Une approche reposant sur les VDP atteint ses limites

Pour pallier les effectifs insuffisants de l’armée régulière, les autorités ont largement misé sur les Volontaires pour la défense de la patrie. Toutefois, ces unités civiles, souvent déployées dans des zones isolées avec des moyens limités, constituent des cibles privilégiées pour les groupes armés.

L’attaque de Ouahigouya s’ajoute à une série de revers enregistrés ces derniers mois. Malgré les opérations militaires en cours, plusieurs positions demeurent difficiles à sécuriser durablement. De nombreux spécialistes du Sahel estiment que le JNIM conserve une capacité de nuisance importante et une grande liberté de mouvement dans les régions du Nord et de l’Est.
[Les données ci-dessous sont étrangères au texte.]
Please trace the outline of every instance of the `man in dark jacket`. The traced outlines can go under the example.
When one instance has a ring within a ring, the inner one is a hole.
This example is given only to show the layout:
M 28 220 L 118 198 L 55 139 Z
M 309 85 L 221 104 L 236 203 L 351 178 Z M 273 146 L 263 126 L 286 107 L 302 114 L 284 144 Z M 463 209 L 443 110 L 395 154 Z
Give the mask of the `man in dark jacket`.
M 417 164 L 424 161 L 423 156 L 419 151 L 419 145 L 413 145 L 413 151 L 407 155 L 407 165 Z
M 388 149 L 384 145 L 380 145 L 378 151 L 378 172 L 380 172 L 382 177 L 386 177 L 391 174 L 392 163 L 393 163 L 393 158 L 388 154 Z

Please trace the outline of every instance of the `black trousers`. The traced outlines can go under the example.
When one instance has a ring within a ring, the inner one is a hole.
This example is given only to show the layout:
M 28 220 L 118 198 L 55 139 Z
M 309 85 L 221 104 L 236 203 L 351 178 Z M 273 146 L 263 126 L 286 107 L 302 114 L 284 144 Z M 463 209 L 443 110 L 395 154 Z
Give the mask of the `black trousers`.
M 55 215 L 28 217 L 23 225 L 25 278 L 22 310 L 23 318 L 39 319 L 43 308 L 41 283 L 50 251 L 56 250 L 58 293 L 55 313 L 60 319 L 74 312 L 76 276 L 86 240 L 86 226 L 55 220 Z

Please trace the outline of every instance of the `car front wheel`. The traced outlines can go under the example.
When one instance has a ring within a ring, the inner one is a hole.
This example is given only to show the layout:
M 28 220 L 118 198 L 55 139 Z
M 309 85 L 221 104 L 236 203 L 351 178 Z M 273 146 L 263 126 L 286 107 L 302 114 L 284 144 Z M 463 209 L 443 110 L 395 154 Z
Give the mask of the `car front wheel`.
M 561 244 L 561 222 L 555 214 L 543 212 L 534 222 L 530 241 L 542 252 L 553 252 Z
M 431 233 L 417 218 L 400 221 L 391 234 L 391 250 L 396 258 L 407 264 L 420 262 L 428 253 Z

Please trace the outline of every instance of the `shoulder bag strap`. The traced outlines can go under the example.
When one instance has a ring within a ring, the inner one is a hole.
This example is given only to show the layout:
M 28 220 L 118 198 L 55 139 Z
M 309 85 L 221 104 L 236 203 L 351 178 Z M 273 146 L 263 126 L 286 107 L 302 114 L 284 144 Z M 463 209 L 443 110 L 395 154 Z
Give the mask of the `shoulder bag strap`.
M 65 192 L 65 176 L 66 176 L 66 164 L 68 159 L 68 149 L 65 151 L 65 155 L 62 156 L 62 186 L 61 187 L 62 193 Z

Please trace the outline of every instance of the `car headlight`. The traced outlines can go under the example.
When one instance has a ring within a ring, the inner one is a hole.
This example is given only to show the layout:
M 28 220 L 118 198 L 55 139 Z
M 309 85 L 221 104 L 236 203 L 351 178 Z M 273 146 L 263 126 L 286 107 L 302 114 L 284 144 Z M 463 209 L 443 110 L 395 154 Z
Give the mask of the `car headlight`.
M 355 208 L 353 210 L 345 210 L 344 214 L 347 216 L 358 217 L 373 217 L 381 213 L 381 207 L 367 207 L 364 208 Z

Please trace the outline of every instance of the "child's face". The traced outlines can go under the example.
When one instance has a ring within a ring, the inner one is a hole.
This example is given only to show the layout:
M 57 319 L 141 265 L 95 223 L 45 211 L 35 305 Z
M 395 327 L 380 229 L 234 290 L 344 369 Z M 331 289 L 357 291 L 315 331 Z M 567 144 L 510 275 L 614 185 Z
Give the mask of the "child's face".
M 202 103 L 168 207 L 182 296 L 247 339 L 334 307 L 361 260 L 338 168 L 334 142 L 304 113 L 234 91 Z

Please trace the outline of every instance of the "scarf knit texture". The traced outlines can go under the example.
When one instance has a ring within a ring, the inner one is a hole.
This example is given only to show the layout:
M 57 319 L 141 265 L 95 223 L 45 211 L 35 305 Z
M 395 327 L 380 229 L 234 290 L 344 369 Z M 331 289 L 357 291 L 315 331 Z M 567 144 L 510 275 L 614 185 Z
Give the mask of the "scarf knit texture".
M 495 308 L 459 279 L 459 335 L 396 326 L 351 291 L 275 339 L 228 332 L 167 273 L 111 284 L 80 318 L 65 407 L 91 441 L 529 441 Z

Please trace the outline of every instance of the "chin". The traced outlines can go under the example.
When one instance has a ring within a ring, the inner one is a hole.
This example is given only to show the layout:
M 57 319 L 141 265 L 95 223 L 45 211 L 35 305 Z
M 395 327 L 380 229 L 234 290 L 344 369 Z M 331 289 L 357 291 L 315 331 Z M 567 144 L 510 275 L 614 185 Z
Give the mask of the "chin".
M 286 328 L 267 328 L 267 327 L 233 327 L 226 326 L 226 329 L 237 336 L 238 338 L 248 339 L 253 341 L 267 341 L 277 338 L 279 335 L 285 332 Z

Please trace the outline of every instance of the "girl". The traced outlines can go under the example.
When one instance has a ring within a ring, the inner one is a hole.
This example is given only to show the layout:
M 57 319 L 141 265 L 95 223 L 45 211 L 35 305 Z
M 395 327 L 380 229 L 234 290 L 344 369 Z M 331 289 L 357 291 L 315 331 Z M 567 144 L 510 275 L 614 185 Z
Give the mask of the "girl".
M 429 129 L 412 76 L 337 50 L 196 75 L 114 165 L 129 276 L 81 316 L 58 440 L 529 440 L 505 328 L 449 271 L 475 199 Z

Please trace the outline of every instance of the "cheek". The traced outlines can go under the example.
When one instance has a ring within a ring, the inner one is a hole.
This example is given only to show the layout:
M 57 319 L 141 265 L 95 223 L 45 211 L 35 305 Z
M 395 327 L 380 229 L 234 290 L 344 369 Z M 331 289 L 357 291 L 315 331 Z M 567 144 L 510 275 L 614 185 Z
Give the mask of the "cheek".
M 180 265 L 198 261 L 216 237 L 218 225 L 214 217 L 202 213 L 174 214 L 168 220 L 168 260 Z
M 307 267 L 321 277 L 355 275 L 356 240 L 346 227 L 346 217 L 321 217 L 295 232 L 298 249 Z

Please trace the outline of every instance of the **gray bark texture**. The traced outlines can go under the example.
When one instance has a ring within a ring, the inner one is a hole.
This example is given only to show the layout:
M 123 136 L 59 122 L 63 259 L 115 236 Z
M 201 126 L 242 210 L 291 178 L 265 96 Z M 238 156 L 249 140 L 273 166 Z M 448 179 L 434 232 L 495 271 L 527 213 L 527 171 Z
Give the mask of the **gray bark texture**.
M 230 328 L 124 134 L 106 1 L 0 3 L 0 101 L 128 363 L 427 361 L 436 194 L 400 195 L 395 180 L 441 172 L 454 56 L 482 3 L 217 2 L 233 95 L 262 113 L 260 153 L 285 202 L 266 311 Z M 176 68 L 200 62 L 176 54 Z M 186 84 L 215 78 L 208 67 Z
Un bilan éloigné des objectifs annoncés

Les autorités de transition mettent régulièrement en avant les progrès accomplis et l’acquisition de nouveaux équipements, notamment des drones de surveillance et de combat. Pourtant, pour une partie de la population, l’insécurité reste une réalité quotidienne. Plusieurs localités demeurent enclavées et subissent des restrictions imposées par les groupes armés.

Dans ce contexte, des critiques émergent sur l’efficacité de la politique sécuritaire actuelle. Le motif principal qui avait justifié le renversement du pouvoir civil en 2022 – l’incapacité à assurer la protection des populations – revient désormais au centre du débat public.

Alors que Ouagadougou poursuit la réorganisation de ses partenariats au sein de la Confédération des États du Sahel (AES) et prévoit d’intensifier ses opérations en 2026, l’attaque du Yatenga rappelle la difficulté de venir à bout d’un conflit asymétrique par la seule réponse militaire.